# New libre 2 sensor



## Ianhat (Dec 23, 2021)

Hi all and first I'd like to wish everyone a great Christmas 
I have been put on the libre 2 sensor by my diabetes nurse today I'm loving it already lol
Does anyone have any tips on how to get the best out of it as I'm obviously new to it and only diagnosed with type 1 6 months ago thanks for reading my post


----------



## helli (Dec 23, 2021)

My advice would be to be fully aware of the limitations of libre
- it may be less accurate for the first couple of days. Many of us insert it 48 hours before activating.
- it is calibrated to be accurate for “normal“ readings ( between about 4 and 8mmol/l). Therefore, always check with a finger prick test before correcting a high or treating a hypo.
- Libre does not read blood sugars. It reads interstitial fluid which is around 15 minutes behind blood sugars. Libre 2 extrapolates the current trend to predict the last 15 minutes. This is fantastic most of the time. However, if the trend changes, it can over shoot.
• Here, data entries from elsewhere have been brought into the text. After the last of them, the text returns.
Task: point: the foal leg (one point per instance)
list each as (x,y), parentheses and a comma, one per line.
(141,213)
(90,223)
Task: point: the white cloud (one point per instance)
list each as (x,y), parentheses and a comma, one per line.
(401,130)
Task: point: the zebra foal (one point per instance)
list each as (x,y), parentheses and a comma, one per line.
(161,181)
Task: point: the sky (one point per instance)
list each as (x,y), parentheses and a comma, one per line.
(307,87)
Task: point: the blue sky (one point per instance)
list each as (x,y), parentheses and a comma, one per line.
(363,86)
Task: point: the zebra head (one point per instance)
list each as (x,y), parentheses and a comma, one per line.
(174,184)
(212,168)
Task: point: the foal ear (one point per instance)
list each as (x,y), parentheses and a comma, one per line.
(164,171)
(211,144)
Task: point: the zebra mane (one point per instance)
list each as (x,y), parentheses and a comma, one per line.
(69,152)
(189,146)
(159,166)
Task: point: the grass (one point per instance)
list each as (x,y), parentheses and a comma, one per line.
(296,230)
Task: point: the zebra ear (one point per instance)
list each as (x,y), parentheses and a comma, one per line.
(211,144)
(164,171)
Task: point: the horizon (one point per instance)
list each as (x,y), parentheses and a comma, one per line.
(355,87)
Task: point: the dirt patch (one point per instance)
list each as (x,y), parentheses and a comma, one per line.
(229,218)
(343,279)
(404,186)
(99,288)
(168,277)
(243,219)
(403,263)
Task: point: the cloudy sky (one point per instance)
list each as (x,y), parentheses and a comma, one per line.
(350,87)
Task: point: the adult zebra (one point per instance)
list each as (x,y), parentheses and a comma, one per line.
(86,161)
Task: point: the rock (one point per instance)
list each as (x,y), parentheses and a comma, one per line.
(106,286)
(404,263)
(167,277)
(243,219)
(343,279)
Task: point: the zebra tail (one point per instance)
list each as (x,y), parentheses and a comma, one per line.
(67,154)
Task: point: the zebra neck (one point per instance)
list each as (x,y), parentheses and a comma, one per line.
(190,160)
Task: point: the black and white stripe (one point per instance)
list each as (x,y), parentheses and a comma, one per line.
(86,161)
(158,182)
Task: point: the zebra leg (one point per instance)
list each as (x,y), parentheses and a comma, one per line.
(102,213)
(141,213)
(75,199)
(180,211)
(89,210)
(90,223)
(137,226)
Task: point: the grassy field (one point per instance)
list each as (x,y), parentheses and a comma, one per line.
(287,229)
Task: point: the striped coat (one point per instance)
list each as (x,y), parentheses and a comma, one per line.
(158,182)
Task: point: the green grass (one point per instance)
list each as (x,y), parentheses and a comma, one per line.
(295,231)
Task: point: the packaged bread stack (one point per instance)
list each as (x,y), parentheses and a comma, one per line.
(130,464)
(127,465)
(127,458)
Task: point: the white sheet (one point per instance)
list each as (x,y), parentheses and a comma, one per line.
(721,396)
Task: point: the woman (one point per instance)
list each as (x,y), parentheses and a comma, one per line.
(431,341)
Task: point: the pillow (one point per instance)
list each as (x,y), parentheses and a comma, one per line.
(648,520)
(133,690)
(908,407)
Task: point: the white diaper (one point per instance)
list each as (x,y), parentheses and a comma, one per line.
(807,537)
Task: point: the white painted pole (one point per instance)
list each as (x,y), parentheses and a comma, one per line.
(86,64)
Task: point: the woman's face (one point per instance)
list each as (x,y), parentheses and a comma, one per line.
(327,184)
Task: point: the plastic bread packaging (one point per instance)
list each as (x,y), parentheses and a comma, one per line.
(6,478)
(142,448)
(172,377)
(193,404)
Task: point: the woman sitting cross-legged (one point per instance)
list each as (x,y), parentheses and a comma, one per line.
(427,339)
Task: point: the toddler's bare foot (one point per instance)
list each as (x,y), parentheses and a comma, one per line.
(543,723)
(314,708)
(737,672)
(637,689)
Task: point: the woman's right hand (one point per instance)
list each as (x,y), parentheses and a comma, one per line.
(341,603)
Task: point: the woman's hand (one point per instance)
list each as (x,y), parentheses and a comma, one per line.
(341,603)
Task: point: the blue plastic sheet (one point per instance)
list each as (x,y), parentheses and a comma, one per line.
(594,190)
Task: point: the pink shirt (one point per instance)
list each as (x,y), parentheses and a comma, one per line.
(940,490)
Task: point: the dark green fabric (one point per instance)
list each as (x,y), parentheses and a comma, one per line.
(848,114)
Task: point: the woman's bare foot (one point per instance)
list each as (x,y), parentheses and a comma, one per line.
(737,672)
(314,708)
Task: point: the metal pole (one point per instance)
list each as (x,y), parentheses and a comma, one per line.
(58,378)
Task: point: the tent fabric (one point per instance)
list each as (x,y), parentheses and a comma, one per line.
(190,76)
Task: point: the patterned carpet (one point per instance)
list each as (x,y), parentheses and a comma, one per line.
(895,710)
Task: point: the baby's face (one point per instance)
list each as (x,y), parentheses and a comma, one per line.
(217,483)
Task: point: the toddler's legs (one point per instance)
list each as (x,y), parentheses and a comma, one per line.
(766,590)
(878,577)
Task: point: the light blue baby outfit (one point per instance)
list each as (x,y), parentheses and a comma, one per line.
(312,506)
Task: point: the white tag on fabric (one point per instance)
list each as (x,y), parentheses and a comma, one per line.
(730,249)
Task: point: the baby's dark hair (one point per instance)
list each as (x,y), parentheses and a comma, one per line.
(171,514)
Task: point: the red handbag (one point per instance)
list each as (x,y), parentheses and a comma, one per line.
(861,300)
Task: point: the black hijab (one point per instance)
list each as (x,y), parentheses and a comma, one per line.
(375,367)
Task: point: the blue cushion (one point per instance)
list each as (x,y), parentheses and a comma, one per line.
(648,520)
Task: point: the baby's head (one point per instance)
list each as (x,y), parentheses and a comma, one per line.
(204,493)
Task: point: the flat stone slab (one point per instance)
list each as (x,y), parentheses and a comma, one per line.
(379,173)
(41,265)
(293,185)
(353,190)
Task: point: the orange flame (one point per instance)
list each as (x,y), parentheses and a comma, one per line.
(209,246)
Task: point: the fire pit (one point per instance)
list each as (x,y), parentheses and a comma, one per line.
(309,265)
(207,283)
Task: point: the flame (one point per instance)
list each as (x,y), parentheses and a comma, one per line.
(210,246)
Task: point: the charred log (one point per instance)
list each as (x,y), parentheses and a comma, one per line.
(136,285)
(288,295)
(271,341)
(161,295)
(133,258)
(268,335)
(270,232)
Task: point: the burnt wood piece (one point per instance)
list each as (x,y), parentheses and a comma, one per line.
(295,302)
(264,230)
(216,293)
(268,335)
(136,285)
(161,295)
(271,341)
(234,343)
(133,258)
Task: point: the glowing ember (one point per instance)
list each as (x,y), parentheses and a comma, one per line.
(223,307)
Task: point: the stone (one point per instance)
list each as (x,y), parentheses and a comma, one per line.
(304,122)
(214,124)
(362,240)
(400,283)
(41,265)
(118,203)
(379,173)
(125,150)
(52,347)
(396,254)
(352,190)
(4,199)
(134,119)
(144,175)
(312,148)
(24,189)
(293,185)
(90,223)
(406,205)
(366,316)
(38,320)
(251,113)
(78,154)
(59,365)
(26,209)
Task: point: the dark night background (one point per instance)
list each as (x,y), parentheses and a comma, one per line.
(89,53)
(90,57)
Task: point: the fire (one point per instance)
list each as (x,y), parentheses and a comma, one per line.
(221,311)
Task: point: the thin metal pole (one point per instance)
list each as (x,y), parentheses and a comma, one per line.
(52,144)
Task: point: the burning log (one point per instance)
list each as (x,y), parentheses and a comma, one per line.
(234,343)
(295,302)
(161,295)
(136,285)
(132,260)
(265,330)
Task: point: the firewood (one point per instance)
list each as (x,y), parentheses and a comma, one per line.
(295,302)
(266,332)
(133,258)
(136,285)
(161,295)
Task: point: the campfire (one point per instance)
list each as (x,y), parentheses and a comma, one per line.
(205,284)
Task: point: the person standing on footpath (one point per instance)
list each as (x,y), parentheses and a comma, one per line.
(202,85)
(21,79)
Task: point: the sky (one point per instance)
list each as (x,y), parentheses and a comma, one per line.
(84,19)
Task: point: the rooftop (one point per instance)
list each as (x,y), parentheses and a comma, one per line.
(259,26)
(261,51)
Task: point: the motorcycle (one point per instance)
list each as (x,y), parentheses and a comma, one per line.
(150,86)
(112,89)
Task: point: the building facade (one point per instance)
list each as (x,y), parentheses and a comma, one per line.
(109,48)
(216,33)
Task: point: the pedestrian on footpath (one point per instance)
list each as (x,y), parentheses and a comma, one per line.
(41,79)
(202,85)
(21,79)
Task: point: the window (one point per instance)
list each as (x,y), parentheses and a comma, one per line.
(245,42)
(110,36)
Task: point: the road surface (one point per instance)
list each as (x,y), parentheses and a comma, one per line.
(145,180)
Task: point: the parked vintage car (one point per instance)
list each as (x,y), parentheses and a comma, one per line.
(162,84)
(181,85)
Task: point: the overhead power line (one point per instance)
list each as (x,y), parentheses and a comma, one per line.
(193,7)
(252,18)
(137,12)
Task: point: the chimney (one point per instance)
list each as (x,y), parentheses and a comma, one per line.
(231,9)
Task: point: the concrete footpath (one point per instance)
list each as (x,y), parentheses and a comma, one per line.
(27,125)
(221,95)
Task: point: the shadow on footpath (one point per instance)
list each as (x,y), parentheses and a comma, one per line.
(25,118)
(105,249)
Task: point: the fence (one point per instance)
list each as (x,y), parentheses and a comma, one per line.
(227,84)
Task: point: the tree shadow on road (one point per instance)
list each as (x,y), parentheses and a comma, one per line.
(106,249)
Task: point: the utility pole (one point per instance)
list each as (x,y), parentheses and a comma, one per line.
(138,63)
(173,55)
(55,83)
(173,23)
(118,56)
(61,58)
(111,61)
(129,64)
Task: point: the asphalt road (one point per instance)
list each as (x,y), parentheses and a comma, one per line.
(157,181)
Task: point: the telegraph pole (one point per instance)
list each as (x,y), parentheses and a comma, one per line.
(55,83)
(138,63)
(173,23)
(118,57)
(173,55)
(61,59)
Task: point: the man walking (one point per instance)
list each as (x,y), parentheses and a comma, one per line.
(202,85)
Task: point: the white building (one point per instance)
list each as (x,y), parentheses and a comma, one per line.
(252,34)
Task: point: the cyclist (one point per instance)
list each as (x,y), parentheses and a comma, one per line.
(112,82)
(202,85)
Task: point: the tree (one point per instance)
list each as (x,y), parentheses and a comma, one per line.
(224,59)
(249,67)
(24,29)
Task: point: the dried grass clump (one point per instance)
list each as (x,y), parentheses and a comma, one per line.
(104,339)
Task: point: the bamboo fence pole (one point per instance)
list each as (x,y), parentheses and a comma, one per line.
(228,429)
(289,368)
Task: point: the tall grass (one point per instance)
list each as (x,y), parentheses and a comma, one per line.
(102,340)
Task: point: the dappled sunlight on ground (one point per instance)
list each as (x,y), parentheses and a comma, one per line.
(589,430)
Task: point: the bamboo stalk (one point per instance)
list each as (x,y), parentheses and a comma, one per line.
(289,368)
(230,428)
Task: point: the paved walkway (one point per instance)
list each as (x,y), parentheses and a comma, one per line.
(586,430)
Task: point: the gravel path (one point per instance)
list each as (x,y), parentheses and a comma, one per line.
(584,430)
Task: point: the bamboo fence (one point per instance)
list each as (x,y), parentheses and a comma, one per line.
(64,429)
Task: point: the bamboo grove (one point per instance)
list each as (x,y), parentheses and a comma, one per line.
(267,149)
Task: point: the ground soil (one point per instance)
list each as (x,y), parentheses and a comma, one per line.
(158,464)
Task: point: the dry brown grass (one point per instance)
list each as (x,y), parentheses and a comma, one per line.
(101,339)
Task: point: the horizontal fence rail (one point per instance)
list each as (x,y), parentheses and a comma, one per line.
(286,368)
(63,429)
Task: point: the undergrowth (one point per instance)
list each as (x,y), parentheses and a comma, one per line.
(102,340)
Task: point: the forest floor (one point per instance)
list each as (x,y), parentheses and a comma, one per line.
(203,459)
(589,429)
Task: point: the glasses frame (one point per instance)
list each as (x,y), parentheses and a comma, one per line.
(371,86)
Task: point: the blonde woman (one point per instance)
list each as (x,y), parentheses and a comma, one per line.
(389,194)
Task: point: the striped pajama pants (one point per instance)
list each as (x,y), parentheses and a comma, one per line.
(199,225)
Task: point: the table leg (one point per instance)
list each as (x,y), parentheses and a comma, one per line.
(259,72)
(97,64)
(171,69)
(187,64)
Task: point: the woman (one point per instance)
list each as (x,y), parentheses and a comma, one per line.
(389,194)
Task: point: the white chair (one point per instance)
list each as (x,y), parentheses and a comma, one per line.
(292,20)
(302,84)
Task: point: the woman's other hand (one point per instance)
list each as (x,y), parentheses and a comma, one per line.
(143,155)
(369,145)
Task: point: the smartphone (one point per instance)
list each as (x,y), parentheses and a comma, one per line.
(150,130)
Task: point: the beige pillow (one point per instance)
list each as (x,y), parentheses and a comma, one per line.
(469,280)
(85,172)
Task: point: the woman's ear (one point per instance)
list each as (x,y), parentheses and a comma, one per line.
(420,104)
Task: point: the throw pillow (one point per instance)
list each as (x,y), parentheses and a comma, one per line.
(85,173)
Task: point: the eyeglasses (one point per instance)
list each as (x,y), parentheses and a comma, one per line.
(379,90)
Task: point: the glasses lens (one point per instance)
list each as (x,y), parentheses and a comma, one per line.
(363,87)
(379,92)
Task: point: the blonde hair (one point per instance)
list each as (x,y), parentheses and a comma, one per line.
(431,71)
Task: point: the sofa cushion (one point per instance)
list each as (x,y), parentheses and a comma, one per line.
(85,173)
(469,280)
This is especially important when treating a hypo - always check your hypo has finished with a finger prick and do not retreat because Libre says you are still low.
- some Libre sensors are faulty. If you have a sensor which is always off my a couple of mmol/l or reports a fault, report it to Abbott by phone. They will probably replace it and may ask you to return the faulty sensor so don’t through it away.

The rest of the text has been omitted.